Figures out later this month could show that the UK has exited
recession. 'No risks' The Bank added that it would keep the scale of
its programme of expanding the amount of money in the economy, a
policy known as quantitative easing (QE), "under review". " Where
there is uncertainty is about what happens next month, when the
committee has a new set of inflation report forecasts and the Bank
of England will have met the current QE target " Philip Shaw, UK
economist at Investec Back in August it announced that the funds in
the scheme would be raised to the current £175 bn level from £125 bn.
Analysts were in agreement that the key issue was now whether QE does
end next next month, or whether the Bank's Monetary Policy Committee
announces after its October meeting that it will be extended. "It is
as yet early days in gauging the effect of the QE programme so far,
but companies are still facing serious constraints in their financing,
so the Bank must take no risks in ending the programme prematurely,"

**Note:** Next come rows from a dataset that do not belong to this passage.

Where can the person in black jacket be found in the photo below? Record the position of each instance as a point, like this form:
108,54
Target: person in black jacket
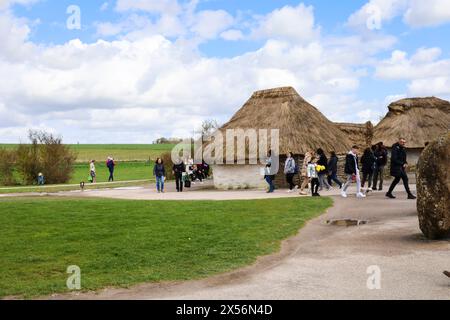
160,174
398,168
178,169
323,161
382,156
368,165
332,169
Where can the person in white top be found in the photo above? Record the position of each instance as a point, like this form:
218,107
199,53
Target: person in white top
352,171
92,171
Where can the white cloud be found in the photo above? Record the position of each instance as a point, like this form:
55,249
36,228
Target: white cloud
158,6
415,13
4,4
428,75
209,24
375,12
142,84
288,23
427,13
104,6
232,35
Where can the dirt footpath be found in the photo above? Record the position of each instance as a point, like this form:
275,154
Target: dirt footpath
328,262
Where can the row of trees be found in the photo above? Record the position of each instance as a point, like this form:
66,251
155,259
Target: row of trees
44,154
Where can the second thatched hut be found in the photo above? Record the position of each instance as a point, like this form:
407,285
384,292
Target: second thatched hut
418,120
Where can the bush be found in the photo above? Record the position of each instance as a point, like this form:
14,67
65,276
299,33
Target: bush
7,162
45,154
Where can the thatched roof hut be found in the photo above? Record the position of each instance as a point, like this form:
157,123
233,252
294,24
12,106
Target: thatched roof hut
360,134
418,120
302,127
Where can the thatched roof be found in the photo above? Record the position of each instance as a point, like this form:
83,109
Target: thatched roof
360,134
301,126
418,120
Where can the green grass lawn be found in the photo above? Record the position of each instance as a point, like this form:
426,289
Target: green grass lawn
120,152
120,242
124,171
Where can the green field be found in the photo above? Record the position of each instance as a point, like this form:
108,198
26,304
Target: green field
124,171
120,152
132,161
121,243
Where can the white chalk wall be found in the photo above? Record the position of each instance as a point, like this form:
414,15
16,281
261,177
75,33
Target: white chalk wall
228,177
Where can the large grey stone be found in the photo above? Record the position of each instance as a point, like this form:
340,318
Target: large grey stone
433,189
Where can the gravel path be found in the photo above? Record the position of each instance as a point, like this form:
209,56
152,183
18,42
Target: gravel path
323,261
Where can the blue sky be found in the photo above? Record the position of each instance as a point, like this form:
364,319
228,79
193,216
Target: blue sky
171,64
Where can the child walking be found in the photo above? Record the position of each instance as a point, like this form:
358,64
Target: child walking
313,177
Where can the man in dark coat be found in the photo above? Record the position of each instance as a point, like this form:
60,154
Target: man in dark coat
382,156
178,169
398,168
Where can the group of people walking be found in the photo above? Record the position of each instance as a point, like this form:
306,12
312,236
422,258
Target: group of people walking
320,173
185,172
110,164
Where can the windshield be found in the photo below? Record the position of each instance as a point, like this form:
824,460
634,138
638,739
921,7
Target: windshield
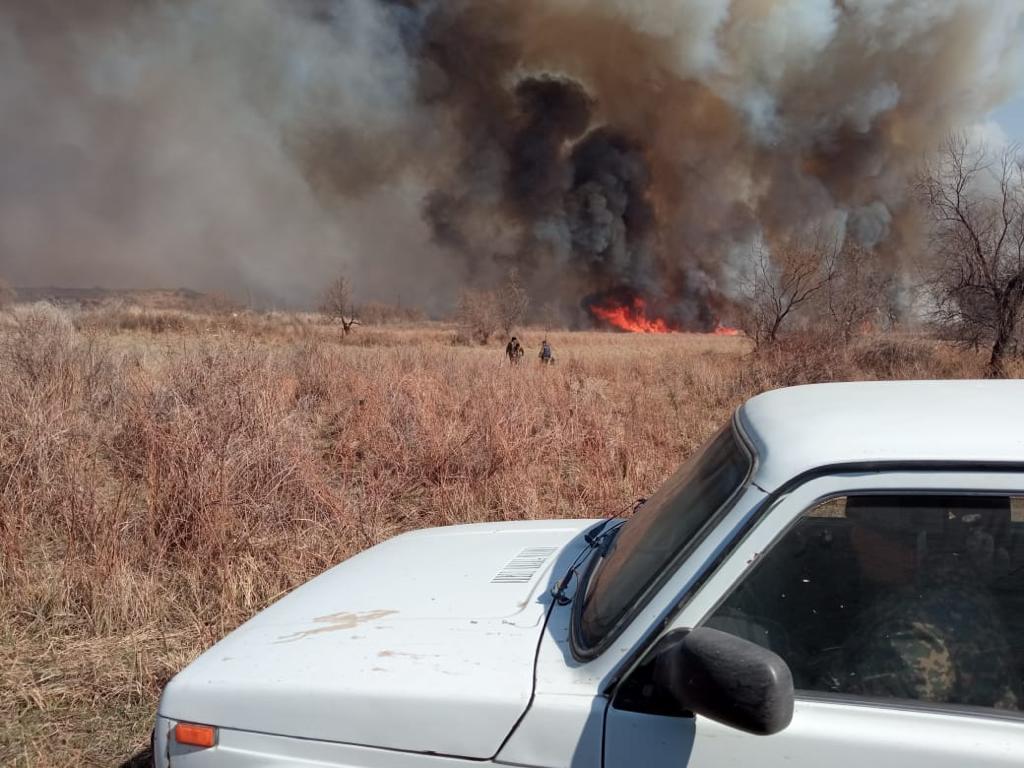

said CBI chief economic adviser Ian McCafferty. Philip Shaw, UK
economist at Investec, said the Bank's latest rates decision was
"highly predictable". "Where there is uncertainty is about what
happens next month, when the committee has a new set of inflation
report forecasts and the Bank of England will have met the current QE
target." Weak industrial output Many commentators have said that the
economy probably expanded during the July-to-September period, citing
rising house prices and a big rise in car sales - despite the later
being helped by the government's scrappage scheme. However, official
figures showed earlier this month that UK industrial output fell
unexpectedly in August, declining 2.5 % from July. This prompted the
National Institute of Economic and Social Research think tank to
predict that the UK economy failed to grow in the third quarter. The
official figures will be released by the Office for National
Statistics on 23 October. The economy contracted 0.6 % between April
and June, following a 2.4 % decline from January to March.